Rencontre avec le vino-globe-trotter

IVV  : Comment s'organise l'écriture d'un livre consacré à un si vaste domaine ; disposez-vous pour cela d'un réseau de collaborateurs à travers le monde ?

J.Orhon : “  J'avoue que cela a été un sacré défi, car au départ je me suis demandé si j'étais capable d'écrire sur 27 pays. Je ne dispose d'aucun réseau, c'est l'aboutissement d'un travail en solitaire mais je dois préciser que j'ai reçu le soutien précieux d'un grand nombre de personnes responsables de la promotion des vins au Québec ”.

IVV  : Le fait de vivre au Québec, un pays pas vraiment reconnu pour sa production vinicole, cela vous a-t-il favorisé dans la découverte de la “ planète vin ” ?

J.Orhon  : “  Grâce au travail des agences (privées) responsables de la promotion des vins distribués par la Société des Alcools (monopole d'état), j'ai la possibilité de rencontrer toutes les semaines, à Montréal, des producteurs de partout dans le monde et de déguster les vins qu'ils viennent nous faire découvrir. Je peux même dire aujourd'hui que si je ne m'étais pas un jour établi au Québec (Jacques est breton d'origine) je n'aurais probablement jamais écrit ce livre. Au Québec, les consommateurs n'ont pas d'a priori, pour eux il est aussi normal d'acheter un Muscadet qu'un Sauvignon de Nouvelle Zélande. Dans la petite ville de Sainte-Adèle où j'habite (9000 habitants), j'ai accès à des vins en provenance de plus de trente pays. En comparaison, je ne connais aucune ville de France de cette taille ni même plus importante qui peut offrir un choix aussi diversifié tant en quantité qu'en qualité ”.

IVV  : Les régions que vous présentez dans votre livre, vous les avez toutes visitées ?

J.Orhon : “  La plupart des pays dont je parle, je les ai visités et certains à plusieurs reprises ; mes tournages pour la télévision m'offrent la chance unique de découvrir beaucoup de vignobles. Bien sûr, il y a quelques vignobles dans mon livre que je n'ai pas visités, mais, évidemment les vins, je les ai dégustés. Par contre je peux vous dire qu'il y a des régions que j'ai visitées dont je ne parle pas et cela, le plus souvent, parce qu'on y produit peu de vins et que ceux-ci ne sont pas exportés. Par exemple, le vignoble japonais de Yamanachi que j'ai visité, je n'en parle pas ; le vignoble anglais non plus  ”.

IVV  : A l'issue de ce tour des “ vins du monde ” quels sont vos réflexions à propos du “ monde du vin ” ?

J.Orhon :“  Ayant été amené à faire l'analyse de la viticulture dans bon nombre de ces pays, je retiens que dans les nouveaux pays producteurs une réelle maturité commence à voir le jour. Je pense entre autre à la Californie ou encore au Chili qui ne plante plus n'importe quoi n'importe où. Il y a donc aujourd'hui une vraie recherche du terroir, notion pour laquelle les français ont toujours été les plus forts. De plus, il faut porter une attention particulière à certains pays en émergence, par exemple l'Argentine qui possède un sens presque méditerranéen du vin  ”.

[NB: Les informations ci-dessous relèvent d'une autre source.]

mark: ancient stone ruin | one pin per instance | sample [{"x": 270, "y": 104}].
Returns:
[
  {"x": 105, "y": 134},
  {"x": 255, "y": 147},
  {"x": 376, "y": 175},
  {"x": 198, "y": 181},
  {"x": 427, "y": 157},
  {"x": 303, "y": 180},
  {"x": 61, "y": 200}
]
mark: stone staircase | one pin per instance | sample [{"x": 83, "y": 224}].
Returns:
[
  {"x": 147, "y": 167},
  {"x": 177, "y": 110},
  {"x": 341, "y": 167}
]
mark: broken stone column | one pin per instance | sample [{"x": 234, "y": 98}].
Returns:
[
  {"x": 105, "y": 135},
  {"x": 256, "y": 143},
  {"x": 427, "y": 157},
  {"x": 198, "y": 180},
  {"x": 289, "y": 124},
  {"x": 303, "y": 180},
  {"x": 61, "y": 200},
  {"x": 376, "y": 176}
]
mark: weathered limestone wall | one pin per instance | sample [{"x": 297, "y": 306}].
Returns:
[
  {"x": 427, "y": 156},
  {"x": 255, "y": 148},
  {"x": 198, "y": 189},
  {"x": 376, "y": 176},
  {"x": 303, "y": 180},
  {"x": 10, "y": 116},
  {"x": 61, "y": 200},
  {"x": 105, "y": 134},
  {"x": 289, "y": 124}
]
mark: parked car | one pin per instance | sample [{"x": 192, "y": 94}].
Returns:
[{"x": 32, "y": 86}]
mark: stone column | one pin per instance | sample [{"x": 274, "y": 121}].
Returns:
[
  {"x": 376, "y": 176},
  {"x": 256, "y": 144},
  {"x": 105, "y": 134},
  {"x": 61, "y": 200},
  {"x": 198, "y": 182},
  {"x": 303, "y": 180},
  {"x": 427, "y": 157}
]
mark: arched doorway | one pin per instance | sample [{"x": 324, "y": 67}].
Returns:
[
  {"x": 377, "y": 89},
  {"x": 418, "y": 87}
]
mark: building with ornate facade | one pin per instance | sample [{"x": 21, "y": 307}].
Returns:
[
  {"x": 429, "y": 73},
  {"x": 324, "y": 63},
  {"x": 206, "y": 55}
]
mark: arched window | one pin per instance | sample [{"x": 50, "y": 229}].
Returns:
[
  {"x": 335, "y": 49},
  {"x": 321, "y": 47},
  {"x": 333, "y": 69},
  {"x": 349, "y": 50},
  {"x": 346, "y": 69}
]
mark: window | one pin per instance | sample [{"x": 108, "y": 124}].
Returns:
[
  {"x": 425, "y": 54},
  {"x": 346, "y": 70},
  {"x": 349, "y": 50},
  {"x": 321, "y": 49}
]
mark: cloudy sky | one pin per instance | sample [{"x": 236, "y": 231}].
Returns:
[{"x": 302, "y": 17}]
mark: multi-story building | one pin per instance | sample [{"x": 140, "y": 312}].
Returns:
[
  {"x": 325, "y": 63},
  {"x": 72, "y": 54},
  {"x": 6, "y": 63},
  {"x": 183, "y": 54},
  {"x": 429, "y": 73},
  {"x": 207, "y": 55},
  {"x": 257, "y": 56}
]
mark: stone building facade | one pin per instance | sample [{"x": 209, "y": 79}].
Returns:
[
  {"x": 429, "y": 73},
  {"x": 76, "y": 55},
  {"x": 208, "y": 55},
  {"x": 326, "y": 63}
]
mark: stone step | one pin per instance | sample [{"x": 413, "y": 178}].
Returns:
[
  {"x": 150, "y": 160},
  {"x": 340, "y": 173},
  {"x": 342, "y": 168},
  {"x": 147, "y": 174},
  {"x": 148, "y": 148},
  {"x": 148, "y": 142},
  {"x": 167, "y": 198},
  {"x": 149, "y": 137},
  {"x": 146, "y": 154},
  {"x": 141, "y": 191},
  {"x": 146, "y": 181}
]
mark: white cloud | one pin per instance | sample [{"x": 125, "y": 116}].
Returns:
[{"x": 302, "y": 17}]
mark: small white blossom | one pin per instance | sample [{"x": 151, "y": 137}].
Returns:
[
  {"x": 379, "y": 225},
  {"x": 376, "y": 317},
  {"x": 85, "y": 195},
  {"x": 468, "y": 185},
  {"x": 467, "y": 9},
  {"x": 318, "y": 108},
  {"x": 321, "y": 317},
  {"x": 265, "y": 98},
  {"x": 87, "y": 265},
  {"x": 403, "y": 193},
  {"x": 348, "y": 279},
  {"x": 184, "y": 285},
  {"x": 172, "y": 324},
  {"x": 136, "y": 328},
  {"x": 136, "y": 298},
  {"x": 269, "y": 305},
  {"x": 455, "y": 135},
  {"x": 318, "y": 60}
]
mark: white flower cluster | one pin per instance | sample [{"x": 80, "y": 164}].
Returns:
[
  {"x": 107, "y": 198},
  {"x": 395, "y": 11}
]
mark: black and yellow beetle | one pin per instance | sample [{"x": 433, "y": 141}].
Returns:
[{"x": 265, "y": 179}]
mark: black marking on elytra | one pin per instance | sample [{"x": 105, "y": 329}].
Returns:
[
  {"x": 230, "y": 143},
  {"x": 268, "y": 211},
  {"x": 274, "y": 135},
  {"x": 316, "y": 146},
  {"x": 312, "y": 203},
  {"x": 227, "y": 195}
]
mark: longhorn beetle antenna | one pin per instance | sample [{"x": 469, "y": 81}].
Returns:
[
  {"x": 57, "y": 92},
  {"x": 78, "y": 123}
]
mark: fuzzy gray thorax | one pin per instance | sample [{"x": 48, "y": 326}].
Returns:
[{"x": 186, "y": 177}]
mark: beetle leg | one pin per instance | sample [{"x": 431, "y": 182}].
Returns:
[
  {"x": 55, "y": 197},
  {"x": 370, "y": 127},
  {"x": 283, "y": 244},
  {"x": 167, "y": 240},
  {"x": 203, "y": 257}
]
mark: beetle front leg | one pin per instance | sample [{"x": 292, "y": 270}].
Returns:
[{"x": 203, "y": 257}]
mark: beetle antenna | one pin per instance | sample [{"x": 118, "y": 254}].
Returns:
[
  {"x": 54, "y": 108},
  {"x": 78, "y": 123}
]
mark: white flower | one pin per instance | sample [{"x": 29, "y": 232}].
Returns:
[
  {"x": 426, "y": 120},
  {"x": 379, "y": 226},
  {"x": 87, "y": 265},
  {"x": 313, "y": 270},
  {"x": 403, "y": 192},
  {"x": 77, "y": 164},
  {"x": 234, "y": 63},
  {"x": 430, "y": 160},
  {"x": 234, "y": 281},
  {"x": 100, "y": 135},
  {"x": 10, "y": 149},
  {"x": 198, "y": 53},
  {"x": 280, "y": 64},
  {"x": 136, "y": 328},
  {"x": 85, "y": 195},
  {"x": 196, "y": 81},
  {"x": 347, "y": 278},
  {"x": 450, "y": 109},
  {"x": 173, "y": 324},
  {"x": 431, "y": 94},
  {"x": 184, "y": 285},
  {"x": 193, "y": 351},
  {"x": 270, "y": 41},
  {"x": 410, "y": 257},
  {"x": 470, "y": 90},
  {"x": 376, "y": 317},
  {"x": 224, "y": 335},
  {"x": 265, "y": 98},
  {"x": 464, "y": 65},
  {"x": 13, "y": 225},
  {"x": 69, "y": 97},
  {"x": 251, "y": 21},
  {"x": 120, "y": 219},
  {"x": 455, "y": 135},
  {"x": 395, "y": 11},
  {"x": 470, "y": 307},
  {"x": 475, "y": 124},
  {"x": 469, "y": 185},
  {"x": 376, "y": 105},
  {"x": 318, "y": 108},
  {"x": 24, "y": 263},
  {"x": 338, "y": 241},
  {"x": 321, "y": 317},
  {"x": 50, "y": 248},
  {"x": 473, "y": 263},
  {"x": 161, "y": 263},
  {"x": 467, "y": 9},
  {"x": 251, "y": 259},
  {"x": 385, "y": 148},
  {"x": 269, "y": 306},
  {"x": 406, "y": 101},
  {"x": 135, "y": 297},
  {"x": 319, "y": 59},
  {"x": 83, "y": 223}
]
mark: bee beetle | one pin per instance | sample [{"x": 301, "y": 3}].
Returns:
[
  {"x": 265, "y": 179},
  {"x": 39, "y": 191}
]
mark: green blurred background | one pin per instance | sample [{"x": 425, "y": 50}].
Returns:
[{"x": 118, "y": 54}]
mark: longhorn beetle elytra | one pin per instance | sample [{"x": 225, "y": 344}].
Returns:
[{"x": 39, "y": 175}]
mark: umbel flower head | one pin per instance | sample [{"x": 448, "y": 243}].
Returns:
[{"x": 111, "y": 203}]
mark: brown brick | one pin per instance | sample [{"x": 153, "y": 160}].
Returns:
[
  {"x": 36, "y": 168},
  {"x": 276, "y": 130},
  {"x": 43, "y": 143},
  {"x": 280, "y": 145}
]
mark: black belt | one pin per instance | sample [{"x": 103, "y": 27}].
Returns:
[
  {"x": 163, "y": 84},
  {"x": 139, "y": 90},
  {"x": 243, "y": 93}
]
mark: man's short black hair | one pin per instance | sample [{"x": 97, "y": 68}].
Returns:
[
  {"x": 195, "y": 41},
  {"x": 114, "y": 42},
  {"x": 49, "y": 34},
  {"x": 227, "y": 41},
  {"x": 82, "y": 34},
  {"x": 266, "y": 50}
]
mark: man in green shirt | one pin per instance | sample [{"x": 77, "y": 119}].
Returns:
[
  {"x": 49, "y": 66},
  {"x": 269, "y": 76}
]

IVV  : Est-ce que vous croyez que cette communication autour du terroir constitue un réel retour aux sources ou plutôt une autre facette du marketing?

J.Orhon :: “  Bien entendu il y a encore pas mal d'opportunistes mais, heureusement, je vois aussi au cours de mes reportages des producteurs engagés dans la compréhension fine de leur terroir, des gens qui ont compris, dans l'école française, et italienne aussi, la relation indéniable entre la terre et le raisin  ”.

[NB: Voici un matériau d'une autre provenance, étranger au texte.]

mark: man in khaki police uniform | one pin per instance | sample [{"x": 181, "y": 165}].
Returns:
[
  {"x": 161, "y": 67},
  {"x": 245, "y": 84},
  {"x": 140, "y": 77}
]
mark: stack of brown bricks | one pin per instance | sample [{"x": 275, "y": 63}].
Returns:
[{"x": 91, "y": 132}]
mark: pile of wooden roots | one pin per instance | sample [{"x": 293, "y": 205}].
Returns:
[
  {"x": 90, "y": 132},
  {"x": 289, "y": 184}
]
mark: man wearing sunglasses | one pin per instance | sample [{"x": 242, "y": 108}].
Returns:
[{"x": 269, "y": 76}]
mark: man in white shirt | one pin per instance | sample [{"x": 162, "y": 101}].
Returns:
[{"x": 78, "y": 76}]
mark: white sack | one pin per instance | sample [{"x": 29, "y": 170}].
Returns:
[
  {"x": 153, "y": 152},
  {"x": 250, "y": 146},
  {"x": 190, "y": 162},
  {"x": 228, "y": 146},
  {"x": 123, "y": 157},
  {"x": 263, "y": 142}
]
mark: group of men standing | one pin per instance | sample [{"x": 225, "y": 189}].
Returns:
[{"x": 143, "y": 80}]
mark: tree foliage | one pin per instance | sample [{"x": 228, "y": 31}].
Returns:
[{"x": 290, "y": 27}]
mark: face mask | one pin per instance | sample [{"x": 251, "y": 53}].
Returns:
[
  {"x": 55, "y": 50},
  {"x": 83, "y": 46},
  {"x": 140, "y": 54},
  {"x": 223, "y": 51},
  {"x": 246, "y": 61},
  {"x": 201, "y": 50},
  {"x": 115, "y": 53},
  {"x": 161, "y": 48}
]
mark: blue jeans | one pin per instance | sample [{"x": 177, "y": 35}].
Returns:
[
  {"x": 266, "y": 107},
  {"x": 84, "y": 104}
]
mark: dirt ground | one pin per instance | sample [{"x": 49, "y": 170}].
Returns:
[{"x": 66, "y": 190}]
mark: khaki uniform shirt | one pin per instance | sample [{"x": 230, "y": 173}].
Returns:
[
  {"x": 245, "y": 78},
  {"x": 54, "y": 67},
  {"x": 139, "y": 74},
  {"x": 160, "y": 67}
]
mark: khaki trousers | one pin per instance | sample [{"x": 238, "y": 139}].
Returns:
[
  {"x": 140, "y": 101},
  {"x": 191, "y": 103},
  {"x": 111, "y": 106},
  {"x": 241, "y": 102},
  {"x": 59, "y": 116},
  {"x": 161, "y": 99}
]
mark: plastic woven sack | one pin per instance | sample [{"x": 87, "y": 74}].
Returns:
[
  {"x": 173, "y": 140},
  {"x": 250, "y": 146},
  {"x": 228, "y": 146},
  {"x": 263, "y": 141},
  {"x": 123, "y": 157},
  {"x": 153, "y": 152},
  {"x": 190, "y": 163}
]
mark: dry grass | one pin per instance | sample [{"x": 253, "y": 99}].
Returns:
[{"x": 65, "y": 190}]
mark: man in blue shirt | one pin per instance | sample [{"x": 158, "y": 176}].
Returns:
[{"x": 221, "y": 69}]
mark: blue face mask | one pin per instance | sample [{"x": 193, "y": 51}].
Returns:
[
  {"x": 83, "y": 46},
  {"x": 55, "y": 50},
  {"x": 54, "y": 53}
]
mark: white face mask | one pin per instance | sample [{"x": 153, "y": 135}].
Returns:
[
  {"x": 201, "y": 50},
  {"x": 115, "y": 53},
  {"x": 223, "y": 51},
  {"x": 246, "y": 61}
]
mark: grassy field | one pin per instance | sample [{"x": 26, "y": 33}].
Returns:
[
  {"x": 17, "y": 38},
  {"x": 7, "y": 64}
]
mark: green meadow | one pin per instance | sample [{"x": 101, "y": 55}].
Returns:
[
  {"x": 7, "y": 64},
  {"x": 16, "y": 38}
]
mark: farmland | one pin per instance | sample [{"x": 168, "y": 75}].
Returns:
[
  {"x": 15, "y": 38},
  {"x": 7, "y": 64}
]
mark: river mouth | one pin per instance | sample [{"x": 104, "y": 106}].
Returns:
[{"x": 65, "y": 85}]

IVV  : Une dernière question dans le style “ l'aile ou la cuisse ”. Vins de négoce / Vins de propriété : complémentarité ou opposition ?

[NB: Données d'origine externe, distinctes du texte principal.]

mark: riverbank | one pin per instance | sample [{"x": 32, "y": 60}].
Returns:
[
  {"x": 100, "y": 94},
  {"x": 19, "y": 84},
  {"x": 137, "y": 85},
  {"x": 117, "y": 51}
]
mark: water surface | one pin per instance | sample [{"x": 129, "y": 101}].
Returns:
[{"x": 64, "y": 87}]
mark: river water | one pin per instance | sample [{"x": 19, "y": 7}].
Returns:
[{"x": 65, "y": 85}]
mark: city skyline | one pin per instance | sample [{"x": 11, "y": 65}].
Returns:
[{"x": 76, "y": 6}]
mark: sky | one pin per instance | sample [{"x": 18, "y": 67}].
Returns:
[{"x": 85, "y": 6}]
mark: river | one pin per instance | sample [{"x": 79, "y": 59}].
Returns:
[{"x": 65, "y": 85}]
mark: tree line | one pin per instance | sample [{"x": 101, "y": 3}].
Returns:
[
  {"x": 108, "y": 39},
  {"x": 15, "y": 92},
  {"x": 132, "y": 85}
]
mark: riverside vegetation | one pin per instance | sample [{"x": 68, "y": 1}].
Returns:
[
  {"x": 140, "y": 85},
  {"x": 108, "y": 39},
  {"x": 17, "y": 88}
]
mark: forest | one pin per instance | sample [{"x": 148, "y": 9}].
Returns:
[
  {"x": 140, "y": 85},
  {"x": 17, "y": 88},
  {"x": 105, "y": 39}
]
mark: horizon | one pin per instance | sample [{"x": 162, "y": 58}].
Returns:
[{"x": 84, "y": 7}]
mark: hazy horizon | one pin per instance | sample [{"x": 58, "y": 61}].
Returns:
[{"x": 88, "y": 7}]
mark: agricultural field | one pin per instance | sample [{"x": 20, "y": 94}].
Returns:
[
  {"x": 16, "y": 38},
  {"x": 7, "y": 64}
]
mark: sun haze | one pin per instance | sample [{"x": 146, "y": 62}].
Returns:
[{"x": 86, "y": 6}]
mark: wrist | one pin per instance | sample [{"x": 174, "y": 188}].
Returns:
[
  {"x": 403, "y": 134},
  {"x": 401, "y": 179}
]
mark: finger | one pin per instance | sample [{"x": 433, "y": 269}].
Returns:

J.Orhon :: “  Plutôt complémentarité, la preuve c'est qu'il y a maintenant de grandes maisons de négoce qui, pour se démarquer, produisent aussi des petites cuvées haut de gamme à l'instar des vins de propriétés, ce qui en définitive sert à revaloriser leur image, d'autant plus qu'elles disposent des moyens financiers nécessaires pour y parvenir. Mais hélas il existe toujours de gros négociants qui mettent en bouteilles de la grosse cavalcade, des vins totalement inintéressants, ceux là même qu'on trouve en France dans les supermarchés dans des proportions affligeantes  ”.